The new project is the first feature from Anderson since 2014’s “The Grand Budapest Hotel,” which earned the filmmaker Oscar nominations for directing, writing and best picture.
“Dogs” finds Anderson returning to the painstaking stop-motion animation style of his 2009 Roald Dahl adaptation, “The Fantastic Mr. Fox.” The new film again exists in a world in which anthropomorphized animals and humans exist together.
It also features another impressively large ensemble cast of voice actors, a mix of newcomers and returning players including Bryan Cranston, Edward Norton, Jeff Goldblum, Frances McDormand, F. Murray Abraham, Tilda Swinton, Bill Murray, Bob Balaban, Greta Gerwig, Courtney B. Vance, Harvey Keitel and Yoko Ono.
A voiceover on the trailer describes the setting as “the Japanese archipelago, 20 years in the future,” while the film’s official synopsis more specifically locates the action in “Megasaki City.” An outbreak of dog flu causes the city’s leadership to place all dogs on a garbage dump known as Trash Island.

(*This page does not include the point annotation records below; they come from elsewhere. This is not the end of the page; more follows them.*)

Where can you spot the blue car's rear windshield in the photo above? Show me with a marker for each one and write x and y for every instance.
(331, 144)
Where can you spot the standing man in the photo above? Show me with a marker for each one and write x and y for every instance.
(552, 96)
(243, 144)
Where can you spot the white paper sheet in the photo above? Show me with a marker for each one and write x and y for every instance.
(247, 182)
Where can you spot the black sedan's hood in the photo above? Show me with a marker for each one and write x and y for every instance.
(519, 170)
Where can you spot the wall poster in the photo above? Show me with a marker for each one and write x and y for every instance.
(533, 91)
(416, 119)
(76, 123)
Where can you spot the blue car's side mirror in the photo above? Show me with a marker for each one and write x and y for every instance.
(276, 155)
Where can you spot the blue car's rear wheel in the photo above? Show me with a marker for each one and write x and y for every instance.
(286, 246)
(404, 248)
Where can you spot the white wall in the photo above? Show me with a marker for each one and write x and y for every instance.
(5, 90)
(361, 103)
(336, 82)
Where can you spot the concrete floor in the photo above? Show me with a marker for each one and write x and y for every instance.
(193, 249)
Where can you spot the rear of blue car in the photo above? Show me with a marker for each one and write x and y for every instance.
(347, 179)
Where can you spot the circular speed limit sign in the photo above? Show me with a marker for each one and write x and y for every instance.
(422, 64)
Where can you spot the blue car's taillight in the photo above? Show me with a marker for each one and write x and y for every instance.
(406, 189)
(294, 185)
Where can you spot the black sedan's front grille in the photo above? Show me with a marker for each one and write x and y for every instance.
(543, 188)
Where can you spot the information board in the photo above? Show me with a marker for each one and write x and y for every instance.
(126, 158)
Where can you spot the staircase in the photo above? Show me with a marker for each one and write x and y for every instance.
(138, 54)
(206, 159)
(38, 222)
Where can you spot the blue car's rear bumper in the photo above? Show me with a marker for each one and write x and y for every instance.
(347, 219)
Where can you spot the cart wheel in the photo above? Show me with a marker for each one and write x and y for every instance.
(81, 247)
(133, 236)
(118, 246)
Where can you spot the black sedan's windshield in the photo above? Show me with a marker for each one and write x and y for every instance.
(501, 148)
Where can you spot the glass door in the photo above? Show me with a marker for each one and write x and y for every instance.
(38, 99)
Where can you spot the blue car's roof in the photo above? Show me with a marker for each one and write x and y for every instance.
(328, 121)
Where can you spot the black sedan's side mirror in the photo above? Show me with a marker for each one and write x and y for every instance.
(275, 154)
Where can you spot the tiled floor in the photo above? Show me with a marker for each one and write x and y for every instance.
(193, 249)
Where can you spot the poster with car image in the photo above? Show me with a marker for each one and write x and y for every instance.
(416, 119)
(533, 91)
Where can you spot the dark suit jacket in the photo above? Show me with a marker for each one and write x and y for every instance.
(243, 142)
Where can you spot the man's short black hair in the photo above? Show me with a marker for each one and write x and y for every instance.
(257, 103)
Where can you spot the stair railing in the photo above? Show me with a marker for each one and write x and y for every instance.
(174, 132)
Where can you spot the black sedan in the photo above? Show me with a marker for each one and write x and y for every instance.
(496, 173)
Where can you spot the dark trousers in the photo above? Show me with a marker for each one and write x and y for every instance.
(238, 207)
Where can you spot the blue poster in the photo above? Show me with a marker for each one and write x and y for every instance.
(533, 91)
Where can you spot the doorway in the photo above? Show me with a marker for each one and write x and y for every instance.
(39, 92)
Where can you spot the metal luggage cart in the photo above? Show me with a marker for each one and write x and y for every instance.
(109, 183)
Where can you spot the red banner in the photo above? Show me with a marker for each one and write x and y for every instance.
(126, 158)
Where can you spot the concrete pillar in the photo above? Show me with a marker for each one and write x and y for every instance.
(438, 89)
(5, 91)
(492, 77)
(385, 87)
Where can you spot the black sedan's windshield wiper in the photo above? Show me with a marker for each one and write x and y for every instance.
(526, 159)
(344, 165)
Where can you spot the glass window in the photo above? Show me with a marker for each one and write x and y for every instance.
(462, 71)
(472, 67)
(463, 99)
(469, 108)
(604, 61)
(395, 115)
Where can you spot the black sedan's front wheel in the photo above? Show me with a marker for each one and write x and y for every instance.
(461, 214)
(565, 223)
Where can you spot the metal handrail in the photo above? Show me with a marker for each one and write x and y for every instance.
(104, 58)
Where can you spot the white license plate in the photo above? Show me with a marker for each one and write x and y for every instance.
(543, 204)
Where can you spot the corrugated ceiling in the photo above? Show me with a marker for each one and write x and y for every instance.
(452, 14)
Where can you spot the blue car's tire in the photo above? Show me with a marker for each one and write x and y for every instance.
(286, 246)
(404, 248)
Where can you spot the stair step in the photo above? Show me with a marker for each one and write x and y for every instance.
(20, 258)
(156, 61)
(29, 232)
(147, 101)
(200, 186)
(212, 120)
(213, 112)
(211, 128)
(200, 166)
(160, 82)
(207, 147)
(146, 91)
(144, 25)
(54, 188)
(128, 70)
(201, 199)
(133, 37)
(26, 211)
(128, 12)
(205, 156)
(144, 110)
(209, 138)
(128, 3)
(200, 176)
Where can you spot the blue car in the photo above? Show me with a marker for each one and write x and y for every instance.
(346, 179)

A young boy named Atari Kobayashi goes to the island in search of his dog Spots.
Anderson’s previous films have often been set in stylized versions of real places, such as the not-quite New York City of “The Royal Tenenbaums” and the memory-book New England of “Moonrise Kingdom.”“The Darjeeling Limited” was shot and set largely in India, which not surprisingly opened Anderson up to some criticism of engaging in a form of cultural tourism and/or appropriation.

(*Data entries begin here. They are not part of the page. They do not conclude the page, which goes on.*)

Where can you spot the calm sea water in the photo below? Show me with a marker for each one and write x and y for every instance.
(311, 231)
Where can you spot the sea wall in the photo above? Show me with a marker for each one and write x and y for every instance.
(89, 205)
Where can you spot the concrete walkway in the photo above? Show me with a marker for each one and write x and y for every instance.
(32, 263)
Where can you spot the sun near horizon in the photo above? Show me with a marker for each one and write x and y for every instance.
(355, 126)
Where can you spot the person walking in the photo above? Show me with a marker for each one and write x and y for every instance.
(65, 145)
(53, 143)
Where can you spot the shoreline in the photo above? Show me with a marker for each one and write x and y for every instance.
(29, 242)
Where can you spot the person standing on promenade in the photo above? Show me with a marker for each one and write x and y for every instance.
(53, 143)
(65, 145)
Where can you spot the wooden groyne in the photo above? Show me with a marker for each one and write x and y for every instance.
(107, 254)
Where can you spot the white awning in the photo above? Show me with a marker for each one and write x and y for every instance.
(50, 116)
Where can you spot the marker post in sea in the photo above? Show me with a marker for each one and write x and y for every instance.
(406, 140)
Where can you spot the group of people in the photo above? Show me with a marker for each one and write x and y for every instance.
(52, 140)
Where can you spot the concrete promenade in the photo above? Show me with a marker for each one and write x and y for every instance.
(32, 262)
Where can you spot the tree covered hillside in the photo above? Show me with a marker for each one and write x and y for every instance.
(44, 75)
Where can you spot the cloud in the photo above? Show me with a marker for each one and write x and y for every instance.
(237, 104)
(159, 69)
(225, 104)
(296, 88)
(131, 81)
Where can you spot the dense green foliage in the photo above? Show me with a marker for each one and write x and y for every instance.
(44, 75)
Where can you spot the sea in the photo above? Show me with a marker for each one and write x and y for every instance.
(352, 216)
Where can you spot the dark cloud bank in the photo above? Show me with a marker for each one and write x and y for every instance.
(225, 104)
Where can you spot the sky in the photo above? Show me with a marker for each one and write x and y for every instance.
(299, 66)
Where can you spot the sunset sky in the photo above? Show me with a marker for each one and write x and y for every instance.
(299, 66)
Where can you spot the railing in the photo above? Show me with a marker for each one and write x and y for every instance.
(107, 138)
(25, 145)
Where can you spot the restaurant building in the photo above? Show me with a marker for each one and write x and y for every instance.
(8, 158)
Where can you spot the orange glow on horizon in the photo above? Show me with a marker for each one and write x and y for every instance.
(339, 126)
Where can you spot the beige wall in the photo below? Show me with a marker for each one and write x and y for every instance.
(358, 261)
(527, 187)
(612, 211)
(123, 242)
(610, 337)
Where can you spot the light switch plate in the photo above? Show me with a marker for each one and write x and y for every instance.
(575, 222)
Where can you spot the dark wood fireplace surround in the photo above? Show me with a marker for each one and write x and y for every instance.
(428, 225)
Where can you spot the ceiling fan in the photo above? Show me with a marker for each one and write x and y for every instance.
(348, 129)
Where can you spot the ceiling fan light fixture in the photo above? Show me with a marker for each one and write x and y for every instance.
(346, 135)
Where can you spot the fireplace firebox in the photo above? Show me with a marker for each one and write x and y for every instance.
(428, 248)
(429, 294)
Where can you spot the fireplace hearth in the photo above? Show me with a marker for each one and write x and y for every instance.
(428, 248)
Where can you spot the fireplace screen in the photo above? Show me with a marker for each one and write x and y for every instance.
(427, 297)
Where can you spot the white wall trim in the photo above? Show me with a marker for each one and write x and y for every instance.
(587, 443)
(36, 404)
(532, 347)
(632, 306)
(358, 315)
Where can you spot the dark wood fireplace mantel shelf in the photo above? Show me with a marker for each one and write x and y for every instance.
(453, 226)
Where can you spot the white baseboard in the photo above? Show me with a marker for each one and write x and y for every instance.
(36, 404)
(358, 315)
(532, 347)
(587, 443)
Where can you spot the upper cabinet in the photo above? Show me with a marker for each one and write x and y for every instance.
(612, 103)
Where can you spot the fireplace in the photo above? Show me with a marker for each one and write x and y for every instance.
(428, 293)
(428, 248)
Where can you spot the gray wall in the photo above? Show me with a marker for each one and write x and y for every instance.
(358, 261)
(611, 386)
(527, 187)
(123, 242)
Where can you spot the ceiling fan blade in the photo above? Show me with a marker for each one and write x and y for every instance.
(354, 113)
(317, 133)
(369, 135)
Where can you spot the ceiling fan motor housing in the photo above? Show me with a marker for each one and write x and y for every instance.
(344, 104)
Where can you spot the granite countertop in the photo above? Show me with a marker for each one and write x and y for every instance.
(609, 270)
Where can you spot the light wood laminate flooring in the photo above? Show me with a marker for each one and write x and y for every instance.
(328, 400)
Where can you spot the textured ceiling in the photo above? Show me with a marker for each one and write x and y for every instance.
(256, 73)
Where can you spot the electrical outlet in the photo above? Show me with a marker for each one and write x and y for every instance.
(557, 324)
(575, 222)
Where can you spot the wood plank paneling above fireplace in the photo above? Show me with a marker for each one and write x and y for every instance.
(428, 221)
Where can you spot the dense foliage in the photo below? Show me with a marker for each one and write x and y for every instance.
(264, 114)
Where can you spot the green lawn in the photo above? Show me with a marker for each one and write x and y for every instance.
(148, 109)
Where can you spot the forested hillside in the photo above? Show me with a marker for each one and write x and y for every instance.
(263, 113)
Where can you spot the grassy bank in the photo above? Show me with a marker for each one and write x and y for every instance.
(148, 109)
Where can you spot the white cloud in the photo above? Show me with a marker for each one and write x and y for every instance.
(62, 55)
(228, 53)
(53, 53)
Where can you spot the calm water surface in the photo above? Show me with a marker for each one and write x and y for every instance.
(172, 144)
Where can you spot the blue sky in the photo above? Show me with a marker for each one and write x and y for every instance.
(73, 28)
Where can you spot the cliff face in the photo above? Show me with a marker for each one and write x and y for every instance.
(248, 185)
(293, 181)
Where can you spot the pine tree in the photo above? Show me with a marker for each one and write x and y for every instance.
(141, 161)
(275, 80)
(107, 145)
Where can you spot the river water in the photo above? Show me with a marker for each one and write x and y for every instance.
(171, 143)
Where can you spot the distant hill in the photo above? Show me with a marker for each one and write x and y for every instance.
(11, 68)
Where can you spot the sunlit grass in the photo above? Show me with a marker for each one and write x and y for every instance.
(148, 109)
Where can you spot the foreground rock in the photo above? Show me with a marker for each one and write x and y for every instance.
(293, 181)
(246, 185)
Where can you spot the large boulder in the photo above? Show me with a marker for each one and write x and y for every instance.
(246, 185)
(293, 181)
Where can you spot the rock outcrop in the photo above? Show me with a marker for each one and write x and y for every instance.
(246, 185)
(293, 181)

Consciously or not, Anderson seems to be looking to head that conversation off this time by featuring an extensive cast of Japanese voice performers on “Isle of Dogs,” including Kunichi Nomura, Akira Ito, Akira Takayama, Yojiro Noda, Koyu Rankin, Ken Watanabe, Mari Natsuki and Nijiro Murakami.
In an interview with The Times around the release of “The Grand Budapest Hotel,” Anderson expressed some surprise at the connections people see among his movies, since his goal is to make each one wholly distinctive.
“I know often people see my movies linked to each other, which I totally understand why they see that,” Anderson said. “But for me I’m just doing a completely different story. I make no effort to make them anything like each other. I just do ’em the way I like to do ’em.”